Patrice McMahon
Professor Political Science

In 2024-25, Prof. McMahon will be a Council on Foreign Relations International Fellow at the Community of Democracies in Warsaw, Poland. In 2024 she received a 3 year National Endowment for the Humanities (NEH) grant to conduct research on the reception and integration of Ukrainian refugees. In 2023, she was a Fulbright scholar at The Adam Mickiewicz University in Poland. From 2018-2024 she was the Director of UNL’s Honors Program and 2018-2021, the Dean’s Professor of Teaching and Learning. 

McMahon received her PhD from Columbia University in New York; her MA from The George Washington University and her BA from The American University, both in Washington, DC. She has received several teaching awards, including the Dean’s Award for Excellence in Graduate Education (2012); the Outstanding Educator of the Year Award (2009-10); the “best class at UNL,” (2007); and the Arts and Science College Distinguished Teaching Award (2005).

Her research focuses on humanitarian affairs, peacebuilding, nongovernmental organizations, and U.S. foreign policy. She is the co-author and co-editor most recently of Activism in Hard Times in Central and Eastern Europe: people power (Innovations in International Affairs, Routledge Press, 2024). She is the author of  The NGO Game: Post-Conflict Peacebuilding in the Balkans and Beyond (Cornell University Press, 2017) and is the co-author (with David Forsythe) of American Exceptionalism Reconsidered: U.S. Foreign Policy, Human Rights and World Order (Routledge: 2017). 

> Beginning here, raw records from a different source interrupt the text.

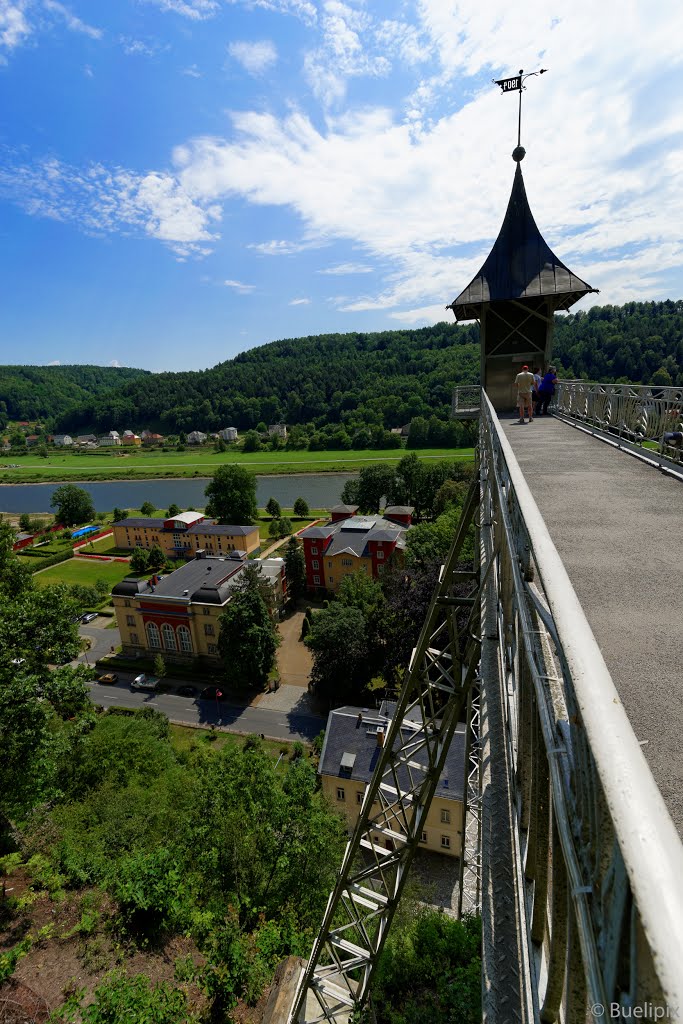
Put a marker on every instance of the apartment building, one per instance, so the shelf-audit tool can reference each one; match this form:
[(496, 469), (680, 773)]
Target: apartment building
[(178, 615), (350, 543), (353, 741), (183, 535)]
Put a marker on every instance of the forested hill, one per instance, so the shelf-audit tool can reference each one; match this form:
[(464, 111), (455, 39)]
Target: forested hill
[(364, 379), (385, 378), (43, 392)]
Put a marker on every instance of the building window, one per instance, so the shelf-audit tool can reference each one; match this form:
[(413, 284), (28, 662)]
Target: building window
[(169, 637), (154, 639), (185, 639)]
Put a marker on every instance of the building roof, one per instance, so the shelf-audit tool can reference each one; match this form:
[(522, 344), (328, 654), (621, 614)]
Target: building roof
[(205, 580), (221, 530), (133, 521), (521, 264), (350, 749), (186, 517)]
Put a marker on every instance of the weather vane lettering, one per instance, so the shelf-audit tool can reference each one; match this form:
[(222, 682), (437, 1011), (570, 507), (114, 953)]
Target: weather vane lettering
[(516, 84)]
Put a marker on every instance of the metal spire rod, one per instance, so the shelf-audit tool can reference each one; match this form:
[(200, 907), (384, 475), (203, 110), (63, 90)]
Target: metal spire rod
[(516, 84)]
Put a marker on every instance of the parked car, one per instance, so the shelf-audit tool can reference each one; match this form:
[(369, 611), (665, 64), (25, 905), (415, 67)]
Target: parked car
[(143, 682), (212, 693), (186, 691)]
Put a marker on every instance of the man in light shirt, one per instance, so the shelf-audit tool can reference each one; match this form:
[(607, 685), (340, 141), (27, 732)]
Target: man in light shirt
[(524, 383)]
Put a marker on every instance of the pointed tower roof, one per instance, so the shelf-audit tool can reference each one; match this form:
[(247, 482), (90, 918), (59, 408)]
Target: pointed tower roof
[(521, 264)]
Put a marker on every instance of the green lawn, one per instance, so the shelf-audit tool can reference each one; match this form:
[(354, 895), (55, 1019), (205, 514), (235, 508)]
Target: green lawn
[(84, 571), (202, 462), (184, 739)]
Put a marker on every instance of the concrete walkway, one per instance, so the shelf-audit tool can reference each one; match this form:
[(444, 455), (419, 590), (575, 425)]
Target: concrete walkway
[(617, 525)]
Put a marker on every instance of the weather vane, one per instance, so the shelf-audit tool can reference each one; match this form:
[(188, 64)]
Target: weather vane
[(516, 84)]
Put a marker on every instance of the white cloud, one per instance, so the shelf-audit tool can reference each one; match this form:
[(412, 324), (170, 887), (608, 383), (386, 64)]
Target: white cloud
[(101, 201), (342, 268), (13, 25), (279, 247), (240, 287), (302, 9), (73, 23), (254, 57), (195, 9), (137, 47)]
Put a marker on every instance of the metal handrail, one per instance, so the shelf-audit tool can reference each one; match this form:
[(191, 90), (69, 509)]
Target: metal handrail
[(636, 415), (606, 828)]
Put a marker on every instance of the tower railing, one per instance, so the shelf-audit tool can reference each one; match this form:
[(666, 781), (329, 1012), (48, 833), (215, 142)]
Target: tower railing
[(599, 892), (639, 417)]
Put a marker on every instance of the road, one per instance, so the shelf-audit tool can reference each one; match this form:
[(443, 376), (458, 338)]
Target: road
[(290, 725)]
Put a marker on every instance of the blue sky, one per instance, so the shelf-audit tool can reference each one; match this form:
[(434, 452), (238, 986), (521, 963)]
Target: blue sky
[(183, 179)]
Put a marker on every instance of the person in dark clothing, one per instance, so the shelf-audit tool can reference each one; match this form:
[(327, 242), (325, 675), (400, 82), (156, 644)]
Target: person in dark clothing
[(546, 392)]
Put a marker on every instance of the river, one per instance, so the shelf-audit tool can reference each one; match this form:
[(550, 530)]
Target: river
[(322, 491)]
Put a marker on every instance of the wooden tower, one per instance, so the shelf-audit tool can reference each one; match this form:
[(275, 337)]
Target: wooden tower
[(514, 297)]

She is also the author of Taming Ethnic Hatreds: Ethnic Cooperation and Transnational Networks in Eastern Europe (2007) and has been involved in four other book projects, including State Responses to Human Security: At home and Abroad (2014) and State building and the International Community: Getting its Act Together? (2012). Her research has appeared in various publications, including Foreign Affairs, Political Science QuarterlyEast European Politics and SocietiesHuman Rights Quarterly, Democratization, and Ethnopolitics and has been supported by the American Council for Learned Societies (ACLS), the U.S. Department of State, the National Research Council, the National Council for East European and Eurasian Research (NCEER), the Soros Foundation, and the Carnegie Corporation of New York, and the Polish Science Foundation. 

She writes regularly for The Conversation. Most recently, “Young, female voters were the key to defeating populists in Poland’s election – providing a blueprint to reverse democracy’s decline,” October 31, 2023.

A former New Yorker, McMahon is proud to call Nebraska home.